I heard a rumor that he only planned on wearing the waistcoat for the first game, but it went so well that the get-up was referred to as “the winning waistcoat” by his teammates and family. He then became scared to remove it. Stories have emerged (from my mind) that he’s been showering in the waistcoat, making love to his wife without removing the waistcoat, and putting his bins out in St Petersburg on a Thursday morning whilst still donning the waistcoat.
Whether it’s lucky or not, it’s certainly stylish. Southgate, along with his winning side, are helping to put an end to the imagery of English football thuggery. If they’re encouraging hooliganism still, at least they’re encouraging classy and well-dressed hooligans, like the mafia.
It’s strange living outside of England during the team’s greatest performance in my lifetime. There’s no England flags hanging from windows here.
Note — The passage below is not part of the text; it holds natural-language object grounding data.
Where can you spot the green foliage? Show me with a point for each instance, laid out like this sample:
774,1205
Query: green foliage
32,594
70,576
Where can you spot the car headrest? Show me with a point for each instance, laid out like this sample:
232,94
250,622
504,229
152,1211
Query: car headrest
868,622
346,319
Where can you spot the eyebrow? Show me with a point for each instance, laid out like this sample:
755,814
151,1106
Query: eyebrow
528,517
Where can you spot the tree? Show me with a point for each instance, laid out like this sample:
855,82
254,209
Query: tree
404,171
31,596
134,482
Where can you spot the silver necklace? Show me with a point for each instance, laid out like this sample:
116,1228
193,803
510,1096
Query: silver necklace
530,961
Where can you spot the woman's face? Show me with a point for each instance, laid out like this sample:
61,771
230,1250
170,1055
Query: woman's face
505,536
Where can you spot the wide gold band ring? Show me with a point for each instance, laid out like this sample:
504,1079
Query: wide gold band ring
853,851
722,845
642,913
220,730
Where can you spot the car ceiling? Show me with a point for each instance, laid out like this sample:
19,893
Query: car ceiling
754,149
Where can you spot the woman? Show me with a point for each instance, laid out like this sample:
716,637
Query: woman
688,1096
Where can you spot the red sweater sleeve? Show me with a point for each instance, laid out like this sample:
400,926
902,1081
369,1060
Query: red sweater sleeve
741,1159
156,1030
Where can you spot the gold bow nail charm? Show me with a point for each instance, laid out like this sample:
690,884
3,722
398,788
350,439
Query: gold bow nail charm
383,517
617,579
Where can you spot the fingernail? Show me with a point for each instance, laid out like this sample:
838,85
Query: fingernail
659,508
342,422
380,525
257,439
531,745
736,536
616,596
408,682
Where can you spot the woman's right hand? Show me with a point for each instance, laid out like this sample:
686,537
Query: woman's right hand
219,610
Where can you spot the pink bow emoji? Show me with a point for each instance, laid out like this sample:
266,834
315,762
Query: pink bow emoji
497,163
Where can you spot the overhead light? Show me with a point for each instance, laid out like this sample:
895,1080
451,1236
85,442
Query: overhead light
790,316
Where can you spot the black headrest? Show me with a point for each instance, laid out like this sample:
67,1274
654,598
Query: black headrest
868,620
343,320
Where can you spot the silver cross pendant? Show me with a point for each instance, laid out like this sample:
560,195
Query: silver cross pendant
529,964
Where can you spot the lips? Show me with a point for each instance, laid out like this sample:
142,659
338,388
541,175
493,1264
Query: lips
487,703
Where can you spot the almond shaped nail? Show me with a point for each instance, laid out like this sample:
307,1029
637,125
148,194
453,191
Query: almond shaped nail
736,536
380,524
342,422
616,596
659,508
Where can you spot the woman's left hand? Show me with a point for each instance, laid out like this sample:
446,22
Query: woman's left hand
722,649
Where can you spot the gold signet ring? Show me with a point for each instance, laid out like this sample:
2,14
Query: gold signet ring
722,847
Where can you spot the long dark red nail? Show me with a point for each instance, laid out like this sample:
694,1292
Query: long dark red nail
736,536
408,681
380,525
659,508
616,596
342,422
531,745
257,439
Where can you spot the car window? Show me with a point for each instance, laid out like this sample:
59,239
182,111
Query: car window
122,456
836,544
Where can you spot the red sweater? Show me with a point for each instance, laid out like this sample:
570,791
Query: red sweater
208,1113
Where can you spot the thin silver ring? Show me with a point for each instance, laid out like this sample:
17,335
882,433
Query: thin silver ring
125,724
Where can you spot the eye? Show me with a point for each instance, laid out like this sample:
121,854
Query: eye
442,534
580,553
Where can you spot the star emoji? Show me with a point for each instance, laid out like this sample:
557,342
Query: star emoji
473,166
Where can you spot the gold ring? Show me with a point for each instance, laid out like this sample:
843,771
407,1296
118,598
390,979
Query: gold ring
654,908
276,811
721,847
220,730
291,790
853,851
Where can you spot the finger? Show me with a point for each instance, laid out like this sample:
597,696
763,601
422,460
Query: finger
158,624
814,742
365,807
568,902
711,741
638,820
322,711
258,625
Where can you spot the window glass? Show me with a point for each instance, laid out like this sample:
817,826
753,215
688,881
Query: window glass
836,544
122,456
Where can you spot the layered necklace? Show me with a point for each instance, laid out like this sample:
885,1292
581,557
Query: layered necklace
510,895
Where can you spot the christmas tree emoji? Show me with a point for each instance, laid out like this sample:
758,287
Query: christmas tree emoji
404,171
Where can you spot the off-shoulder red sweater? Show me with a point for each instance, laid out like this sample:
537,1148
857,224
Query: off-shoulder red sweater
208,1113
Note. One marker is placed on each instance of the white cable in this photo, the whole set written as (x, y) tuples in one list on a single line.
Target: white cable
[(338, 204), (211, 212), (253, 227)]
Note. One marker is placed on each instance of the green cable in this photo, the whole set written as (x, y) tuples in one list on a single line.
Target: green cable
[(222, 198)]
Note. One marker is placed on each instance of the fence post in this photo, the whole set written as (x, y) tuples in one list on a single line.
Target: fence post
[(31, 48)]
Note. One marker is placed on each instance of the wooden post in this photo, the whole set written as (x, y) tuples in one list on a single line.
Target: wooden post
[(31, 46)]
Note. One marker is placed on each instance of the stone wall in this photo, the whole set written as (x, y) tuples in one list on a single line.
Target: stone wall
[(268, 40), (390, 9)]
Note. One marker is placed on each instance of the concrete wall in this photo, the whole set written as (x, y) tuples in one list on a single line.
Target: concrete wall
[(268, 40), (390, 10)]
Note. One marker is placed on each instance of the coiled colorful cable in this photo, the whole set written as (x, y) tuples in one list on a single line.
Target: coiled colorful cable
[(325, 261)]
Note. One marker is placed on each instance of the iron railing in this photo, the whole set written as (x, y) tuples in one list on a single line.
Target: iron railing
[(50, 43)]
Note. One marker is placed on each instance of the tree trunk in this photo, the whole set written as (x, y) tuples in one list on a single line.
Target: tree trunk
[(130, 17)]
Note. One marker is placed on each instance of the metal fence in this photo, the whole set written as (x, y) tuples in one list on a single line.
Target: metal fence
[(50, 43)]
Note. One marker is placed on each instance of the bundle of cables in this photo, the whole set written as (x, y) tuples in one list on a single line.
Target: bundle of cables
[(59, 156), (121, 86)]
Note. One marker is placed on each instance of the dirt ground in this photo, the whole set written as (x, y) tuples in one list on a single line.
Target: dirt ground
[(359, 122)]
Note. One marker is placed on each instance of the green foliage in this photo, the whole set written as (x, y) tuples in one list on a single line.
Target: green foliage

Although if we make it to the final you better believe I’ll be running to the “British Store” downtown and purchasing a St George’s Cross to display proudly for twenty-four hours.
It’ll be an action that I’ll later describe to people as post-ironic, or satirical, but in my heart I’ll have meant it.
No matter which nation you’re from, football is a great opportunity to be proud of your country without the overtones of racism. Sure, you still get idiots, but most of us just want to support our homeland in something that doesn’t involve thousands of people dying. As they do in “death football”, or “war” as it’s more commonly known.
I’ve been annoying my American wife by repeatedly telling her that “It’s coming home” in the middle of conversations. We’ve reached the point now where she’ll also say those three magic words, before asking if she’s used it in the correct context. There is no incorrect context, I say, as the football is always inevitably coming home.
At this stage, if they win or lose going forward, I’ll be proud of this England team. They’ve proven that they’re going to give it their all, and that’s all any of us non-football players, who — if anything — have only disgraced their country through lack of participation, can ask.
Today is Sunday, July 8th and I’m off to my first Renaissance Fair. I bet my favourite part will be the historical inaccuracies.